Vít Turtenwald

Personal information
- Date of birth: 5 March 1980 (age 46)
- Place of birth: Czech Republic
- Position: Defender

Senior career*
- Years: Team / Apps / (Gls)
- ?–1998: FC Viktoria Plzeň / 0 / (0)
- 1998–1999: FK Teplice / 3 / (0)
- 1999–2000: SC Xaverov / 14 / (1)
- 2000: FK Teplice / 2 / (0)
- 2000–2001: FC Chomutov / 13 / (1)
- 2001–2002: SC Xaverov / 26 / (2)
- 2003–2004: 1. FK Příbram / 56 / (2)
- 2005–2006: APEP FC
- 2006–2007: FC Spartak Trnava
- 2007–2008: Bohemians 1905 / 2 / (1)
- 2008–2010: FK Bohemians Prague / 41 / (0)
- 2010: FC Tobol / 16 / (1)
- 2011–: Heidenauer SV / 212 / (30)

= Vít Turtenwald =

Czech footballer (born 1980)

Vít Turtenwald (born 5 March 1980) is a Czech footballer who plays for Heidenauer SV in Germany.

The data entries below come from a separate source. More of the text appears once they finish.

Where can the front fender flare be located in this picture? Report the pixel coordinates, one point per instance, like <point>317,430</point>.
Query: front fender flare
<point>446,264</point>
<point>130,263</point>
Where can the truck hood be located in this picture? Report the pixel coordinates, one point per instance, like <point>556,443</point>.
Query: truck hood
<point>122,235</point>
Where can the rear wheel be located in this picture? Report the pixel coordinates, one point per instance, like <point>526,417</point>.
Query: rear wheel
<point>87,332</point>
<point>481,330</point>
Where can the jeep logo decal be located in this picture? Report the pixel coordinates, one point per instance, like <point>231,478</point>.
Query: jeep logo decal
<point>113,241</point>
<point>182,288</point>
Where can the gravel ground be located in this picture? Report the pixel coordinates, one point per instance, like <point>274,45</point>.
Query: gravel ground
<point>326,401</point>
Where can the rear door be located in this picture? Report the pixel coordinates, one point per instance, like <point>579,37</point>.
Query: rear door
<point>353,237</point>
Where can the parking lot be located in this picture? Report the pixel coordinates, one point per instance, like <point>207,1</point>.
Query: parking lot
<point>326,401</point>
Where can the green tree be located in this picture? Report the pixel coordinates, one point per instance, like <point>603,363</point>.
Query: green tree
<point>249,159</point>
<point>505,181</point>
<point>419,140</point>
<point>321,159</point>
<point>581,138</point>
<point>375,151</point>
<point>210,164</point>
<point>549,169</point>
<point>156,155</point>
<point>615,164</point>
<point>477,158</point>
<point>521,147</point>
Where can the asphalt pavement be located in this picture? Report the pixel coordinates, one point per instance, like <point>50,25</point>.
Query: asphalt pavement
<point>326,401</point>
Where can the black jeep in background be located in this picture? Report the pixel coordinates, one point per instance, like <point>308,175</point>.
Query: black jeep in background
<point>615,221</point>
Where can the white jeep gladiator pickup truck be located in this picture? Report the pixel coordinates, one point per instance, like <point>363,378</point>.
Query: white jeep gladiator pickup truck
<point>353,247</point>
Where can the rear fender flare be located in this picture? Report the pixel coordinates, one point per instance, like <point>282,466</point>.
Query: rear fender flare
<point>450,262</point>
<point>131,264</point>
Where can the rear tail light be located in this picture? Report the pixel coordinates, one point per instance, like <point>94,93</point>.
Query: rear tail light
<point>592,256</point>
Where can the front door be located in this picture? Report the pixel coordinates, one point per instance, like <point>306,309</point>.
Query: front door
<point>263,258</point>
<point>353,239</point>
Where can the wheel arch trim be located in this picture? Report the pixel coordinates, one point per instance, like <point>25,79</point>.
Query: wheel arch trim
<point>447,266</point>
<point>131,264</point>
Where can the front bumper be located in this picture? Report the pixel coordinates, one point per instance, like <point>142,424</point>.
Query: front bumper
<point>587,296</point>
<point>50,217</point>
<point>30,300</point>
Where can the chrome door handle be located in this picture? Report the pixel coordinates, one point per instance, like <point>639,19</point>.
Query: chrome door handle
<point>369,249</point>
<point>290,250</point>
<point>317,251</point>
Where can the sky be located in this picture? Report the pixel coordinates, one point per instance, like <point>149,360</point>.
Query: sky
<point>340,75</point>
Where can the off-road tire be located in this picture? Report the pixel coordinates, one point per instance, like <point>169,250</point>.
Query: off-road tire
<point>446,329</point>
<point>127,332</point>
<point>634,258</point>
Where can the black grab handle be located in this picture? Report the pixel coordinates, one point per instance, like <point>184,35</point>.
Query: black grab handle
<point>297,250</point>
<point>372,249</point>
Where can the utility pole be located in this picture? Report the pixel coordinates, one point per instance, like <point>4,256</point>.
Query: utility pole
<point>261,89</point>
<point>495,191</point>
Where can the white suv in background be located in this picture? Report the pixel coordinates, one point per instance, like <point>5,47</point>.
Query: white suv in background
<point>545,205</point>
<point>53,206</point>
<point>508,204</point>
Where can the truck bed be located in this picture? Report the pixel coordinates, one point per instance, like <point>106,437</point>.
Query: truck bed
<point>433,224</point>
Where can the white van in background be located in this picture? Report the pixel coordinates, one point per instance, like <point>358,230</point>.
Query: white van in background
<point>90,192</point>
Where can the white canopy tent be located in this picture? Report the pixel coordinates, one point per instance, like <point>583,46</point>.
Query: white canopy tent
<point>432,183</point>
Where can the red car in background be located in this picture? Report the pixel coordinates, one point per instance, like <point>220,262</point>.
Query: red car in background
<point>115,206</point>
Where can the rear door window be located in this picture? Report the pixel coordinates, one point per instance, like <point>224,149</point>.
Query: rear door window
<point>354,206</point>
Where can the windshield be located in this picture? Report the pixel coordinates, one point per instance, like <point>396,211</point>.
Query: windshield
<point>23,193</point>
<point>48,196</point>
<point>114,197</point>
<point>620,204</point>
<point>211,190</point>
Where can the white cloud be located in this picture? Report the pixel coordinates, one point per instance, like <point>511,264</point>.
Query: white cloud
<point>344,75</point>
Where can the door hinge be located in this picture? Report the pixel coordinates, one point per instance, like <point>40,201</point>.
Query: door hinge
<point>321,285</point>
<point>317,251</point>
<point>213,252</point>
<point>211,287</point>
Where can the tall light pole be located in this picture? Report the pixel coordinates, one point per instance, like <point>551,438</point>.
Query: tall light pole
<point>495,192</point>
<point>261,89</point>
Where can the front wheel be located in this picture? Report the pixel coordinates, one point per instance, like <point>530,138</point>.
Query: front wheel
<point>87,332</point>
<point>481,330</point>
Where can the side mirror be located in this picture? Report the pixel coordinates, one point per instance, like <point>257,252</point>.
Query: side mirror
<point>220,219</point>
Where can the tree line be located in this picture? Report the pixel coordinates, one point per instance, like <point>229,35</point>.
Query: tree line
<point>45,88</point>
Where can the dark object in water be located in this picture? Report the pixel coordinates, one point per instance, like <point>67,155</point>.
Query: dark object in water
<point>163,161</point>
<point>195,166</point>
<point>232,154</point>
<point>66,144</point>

Turtenwald played for several different teams around Europe, most notably for FK Teplice and FK Bohemians Prague in the Czech top flight.

==Career==
Turtenwald started his senior career with Viktoria Plzeň. In 2011, he signed for Tobol in the Kazakhstan Premier League, where ehe made sixteen league appearances and scored one goal. After that, he played for German club Heidenauer SV, where he now plays.